Размышления Чернышева прервал голос Половцева:
– Стало быть, двадцать седьмого февраля Василий Алексеевич представится?
– Да, – твердо сказал Чернышев. – Вот только когда сюда эта весть дойдет…
– Как мне сказывал батюшка, раз в неделю им приходит почта со столицы. Ее как раз принимает отделение моего батюшки. Поэтому он всегда в курсе всех столичных новостей.
– Тогда скажешь о Мятлеве своему батюшке. Вот он и удостоверится.
– Сам скажешь. Вот мы и приехали, – Половцев кивнул на двухэтажный дом, спрятавшийся за высоким дощатым забором.
«Да, небогато еще жили чиновники в восемнадцатом веке, – мелькнуло в голове Чернышева, когда он осматривал дом отца Половцева. – Надворный советник по-нашему, это заместитель губернатора. А то и сам губернатор. И дома у таких чиновников сейчас, будь здоров. Бывшие пионеры теперь имеют жилье, как дома пионеров. Тут же второй этаж вообще из бревен. Забор деревянный. Да, есть куда наших слуг народа раскулачивать».
В доме надворного советника Алексея Михайловича Половцева «казаков» Александра и Герасима приняли радушно. Конечно, с хозяевами за один стол их не усадили, но на кухне накормили вдоволь. Потом отвели в довольно просторную каморку на первом этаже, в которой была даже своя печь.
– Сегодня вечером али завтра поутру я переговорю с батюшкой, тебя позовут, – шепнул Григорий Александру, когда тот с Герасимом обустраивались в своем новом жилье.
В этот миг Чернышев был практически уверен, что он сможет убедить надворного советника пойти на должностное преступление и помочь ему – сделать выписку, будто из губернской родословной книги, в которой будет сказано, что податель ее является белгородским дворянином и едет в Санкт-Петербург для записи в Преображенский полк рекрутом.

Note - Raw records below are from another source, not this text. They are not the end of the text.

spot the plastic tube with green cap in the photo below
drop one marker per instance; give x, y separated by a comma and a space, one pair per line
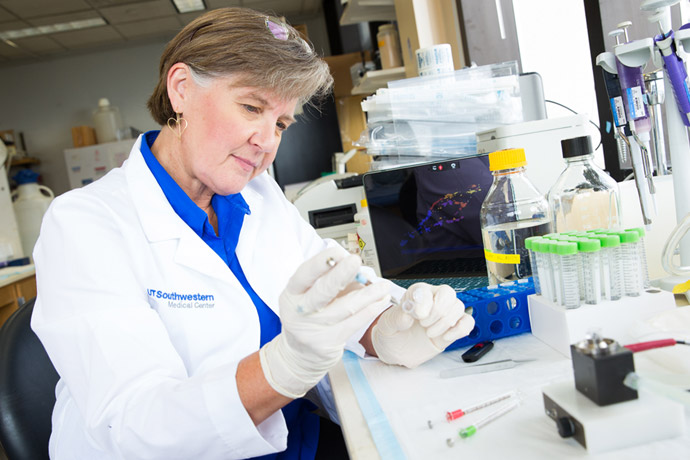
631, 263
589, 250
612, 275
642, 254
570, 279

«Сдохну, а залезу в постель к Екатерине Второй. Подкорректирую чуть-чуть историю. Не будет второго чуда Бранденбургского дома![15] И Галицию после разгрома Галицко-Волынского княжества я получше устрою, выдерну из-под крылышка дома Габсбургов[16]. И Декларации о вооруженном нейтралитете[17] тоже не будет. Притормозим пиндосов!
Санкт-Петербург, Временный деревянный Зимний дворец Елизаветы Петровны. 20 февраля (3 марта) 1761 года
На фоне весело потрескивающих дров в камине и исходящего от них тепла, разбойничьи посвисты вьюги за окном были какими-то уютными, еще больше добавляя умиротворения. В полной темноте спальни, недавно слышавшей томные глубокие женские вскрики-вздохи под аккомпанемент яростного скрипа кровати, устало прозвучало:
– Гриш, а тебе никогда не хотелось куда-то умчаться отсюда, от этого холода? От этого придворного лукавства и притворства?
– В Индию, что ль, матушка? Там сказывают круглый год тепло. И окиян там теплый, и пальмы на берегу оного растут. Так там аглицкая колония. Им кланяться что ли? Да я лучше в рыло любому англичанину заеду, – мужчина, лежащий рядом с женщиной на просторной кровати, сладко потянулся.
– Грубый ты, Гриш. Чуть что, сразу в рыло.
– Так нельзя ж по-другому, матушка. Схрумают! Даже не подавятся, ироды!
– И за меня в рыло дашь?
– Да кому угодно! Ты же уже спрашивала.
– Да может, передумал ты. Всякое бывает. Ведь такие есть рыла, что на плаху за них попасть можно.